Dzodan contrapôs que considerando que o WhatsApp não armazena mensagens, e muito menos intercepta utilizadores, o serviço não podia cumprir a ordem. Acrescentou ainda que o WhatsApp opera autonomamente face ao Facebook (NASDAQ: FB).

WhatsApp no Brasil: a fronteira entre a privacidade e a transparência
Mary Schwalm/Reuters

Este foi o terceiro conflito do WhatsApp com tribunais brasileiros no último ano. Em dezembro, outro juiz ordenou a suspensão do serviço de mensagens por 48 horas – depois de a empresa não ter concedido acesso a mensagens de clientes para apoiar as autoridades a investigar um caso de tráfico de drogas. Este curto apagão da aplicação causou um protesto nacional e fez com que os clientes procurassem serviços concorrentes.
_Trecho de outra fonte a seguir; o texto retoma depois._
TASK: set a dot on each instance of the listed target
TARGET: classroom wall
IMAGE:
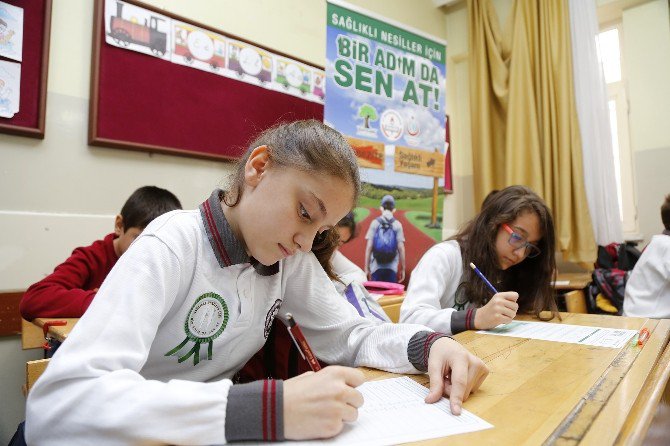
(59, 193)
(646, 56)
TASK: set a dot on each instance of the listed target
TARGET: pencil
(301, 343)
(486, 281)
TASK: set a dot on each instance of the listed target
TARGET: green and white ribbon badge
(205, 322)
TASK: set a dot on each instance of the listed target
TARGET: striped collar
(227, 248)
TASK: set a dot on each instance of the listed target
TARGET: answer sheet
(573, 334)
(394, 412)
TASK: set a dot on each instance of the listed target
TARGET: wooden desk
(541, 392)
(32, 336)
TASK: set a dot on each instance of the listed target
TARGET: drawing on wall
(134, 28)
(11, 31)
(250, 63)
(10, 88)
(198, 48)
(127, 26)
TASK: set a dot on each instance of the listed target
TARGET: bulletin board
(30, 119)
(139, 102)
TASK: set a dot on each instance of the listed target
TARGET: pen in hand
(486, 281)
(301, 343)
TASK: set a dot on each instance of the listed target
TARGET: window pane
(607, 44)
(615, 153)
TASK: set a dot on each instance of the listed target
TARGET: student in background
(648, 288)
(346, 270)
(512, 243)
(385, 250)
(70, 289)
(194, 297)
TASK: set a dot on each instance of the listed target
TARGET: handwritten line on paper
(395, 412)
(573, 334)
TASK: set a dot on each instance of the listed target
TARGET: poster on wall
(11, 31)
(10, 88)
(386, 90)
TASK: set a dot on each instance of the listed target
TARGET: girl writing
(512, 242)
(194, 298)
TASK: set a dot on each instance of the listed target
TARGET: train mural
(290, 74)
(132, 27)
(124, 32)
(196, 45)
(244, 59)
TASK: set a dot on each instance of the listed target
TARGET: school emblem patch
(270, 317)
(205, 322)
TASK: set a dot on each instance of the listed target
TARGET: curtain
(593, 113)
(525, 128)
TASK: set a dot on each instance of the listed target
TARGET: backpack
(384, 242)
(622, 256)
(612, 268)
(610, 284)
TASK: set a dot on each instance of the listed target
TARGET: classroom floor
(659, 431)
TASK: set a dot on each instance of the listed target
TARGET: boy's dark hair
(145, 204)
(532, 277)
(665, 212)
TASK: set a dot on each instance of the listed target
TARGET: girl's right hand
(501, 309)
(316, 405)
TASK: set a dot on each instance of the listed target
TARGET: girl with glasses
(512, 242)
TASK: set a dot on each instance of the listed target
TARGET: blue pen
(486, 281)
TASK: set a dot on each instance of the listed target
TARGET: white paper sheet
(394, 412)
(573, 334)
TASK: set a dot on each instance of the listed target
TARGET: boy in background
(648, 287)
(69, 290)
(385, 250)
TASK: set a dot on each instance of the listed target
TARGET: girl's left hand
(453, 371)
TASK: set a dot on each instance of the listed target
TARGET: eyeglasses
(519, 241)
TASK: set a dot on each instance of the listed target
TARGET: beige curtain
(524, 121)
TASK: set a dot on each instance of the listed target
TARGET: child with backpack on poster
(385, 250)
As exigências do tribunal brasileiro são bastante razoáveis: se os dados podem ajudar a saber onde se encontram criminosos perigosos, os fornecedores de serviços digitais e as autoridades legais devem encontrar uma forma de cooperação que não viole a privacidade dos consumidores. Em vez disso, a procura de pontos comuns abriu espaço para uma disputa entre um estado predominante e uma empresa internacional quase intocável – o WhatsApp não tem escritórios no Brasil, o que faz com que seja o Facebook a responder às autoridades – e cada um está a testar os limites num território onde as regras são ainda um trabalho litigioso em marcha.
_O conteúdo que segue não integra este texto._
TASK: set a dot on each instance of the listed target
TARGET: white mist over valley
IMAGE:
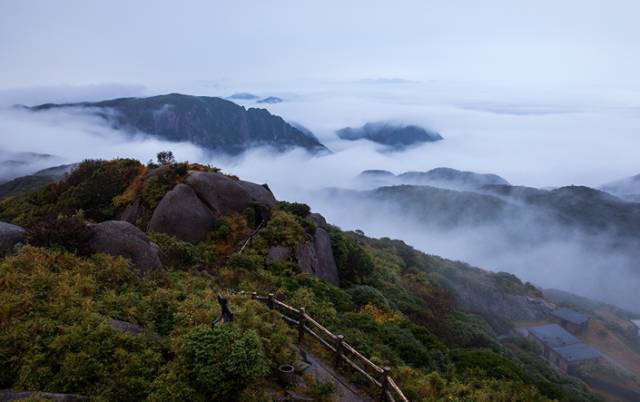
(528, 138)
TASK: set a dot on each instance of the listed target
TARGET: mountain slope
(214, 123)
(393, 135)
(628, 188)
(439, 177)
(70, 311)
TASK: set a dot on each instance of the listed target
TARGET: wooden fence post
(339, 348)
(385, 383)
(301, 321)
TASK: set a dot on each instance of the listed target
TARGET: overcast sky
(162, 43)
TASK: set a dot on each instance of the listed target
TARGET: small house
(635, 326)
(570, 319)
(567, 358)
(551, 336)
(561, 348)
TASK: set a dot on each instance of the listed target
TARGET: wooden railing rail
(343, 352)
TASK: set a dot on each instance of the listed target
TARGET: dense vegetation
(58, 303)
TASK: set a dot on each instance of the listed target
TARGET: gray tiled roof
(569, 315)
(577, 352)
(553, 335)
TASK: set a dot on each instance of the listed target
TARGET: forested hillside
(118, 312)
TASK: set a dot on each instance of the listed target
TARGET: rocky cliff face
(211, 122)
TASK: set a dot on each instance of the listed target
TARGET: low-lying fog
(529, 138)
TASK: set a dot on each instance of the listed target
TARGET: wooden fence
(343, 352)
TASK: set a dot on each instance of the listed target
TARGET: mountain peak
(211, 122)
A luta no Brasil lembra as tentativas do FBI de forçar a Apple a desbloquear um iPhone encontrado com um dos suspeitos do ataque terrorista em San Bernardino, na Califórnia, em dezembro.

Apple: a luta pela privacidade continua

O Brasil esperava evitar um impasse semelhante com a sua progressista lei relativa à governança na internet – adotada em 2014 depois de uma década de debate. Uma das preocupações-chave: como fazer com que empresas internacionais e independentes prestem contas à lei local. Solução: exigir às fornecedoras internacionais de serviços de internet o armazenamento dos registos de clientes locais ao longo de seis meses – para os mesmos se encontrarem salvaguardados em caso de surgimento de qualquer questão legal no Brasil.
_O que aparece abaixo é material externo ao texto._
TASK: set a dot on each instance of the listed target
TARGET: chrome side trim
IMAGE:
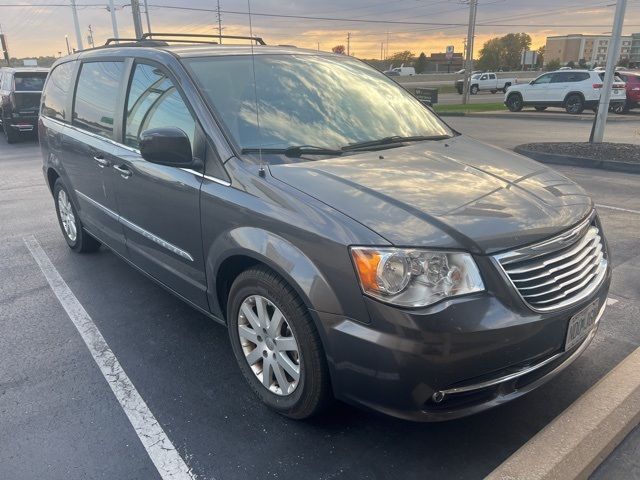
(532, 368)
(133, 150)
(138, 229)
Mas dizer é fácil, fazer é difícil. Desde que Edward Snowden mostrou como a Agência de Segurança Nacional monitorizava as comunicações em todo o mundo – incluindo do smartphone da presidente do Brasil Dilma Rousseff – as fornecedoras digitais começaram a codificar as mensagens dos seus clientes contra espiões e hackers, o que, de acordo com o WhatsApp, torna impossível a transmissão de dados.

Claro que isto coloca o WhatsApp numa via de colisão com a lei. Nos tribunais brasileiros, o tema “digital” favorece o estado. Cláudio Lucena, um advogado brasileiro a especializar-se em informação digital na Faculdade de Direito da Universidade Católica Portuguesa, em Lisboa, avançou:

"O Brasil tem uma lei de retenção de dados, mas não há lei que proteja dados dos indivíduos. Isto deixa-nos décadas atrás da Europa e dos EUA."

Liberdade vs. Lei

Na verdade, são diversas as nações a lutar com as mesmas questões: como definir as fronteiras entre a liberdade e a aplicação da lei, e entre o direito à privacidade e o imperativo de transparência. O problema é que os brasileiros estão a viver tudo isto em simultâneo com um escândalo político de corrupção sem precedentes e com a pior recessão do século - aspetos que têm prendido o diálogo político.

Tal provavelmente deixa o poder judicial com influência desproporcional sobre conflitos que devem ser resolvidos pela sociedade – Afirmou André Correa, especialista em privacidade e transparência empresarial da Escola de Direito da Fundação Getúlio Vargas, em São Paulo.

Sendo assim, não será de esperar tréguas – ou alguma coerência neste campo de batalha – para breve.

"Quanto mais demorarmos a elaborar regras claras sobre direitos e obrigações digitais, mais presos estaremos a caprichos do tribunal," Avança Lucena. "Multiplique isso por centenas de milhões de utilizadores de internet e 16.000 juizes. Um potencial caos."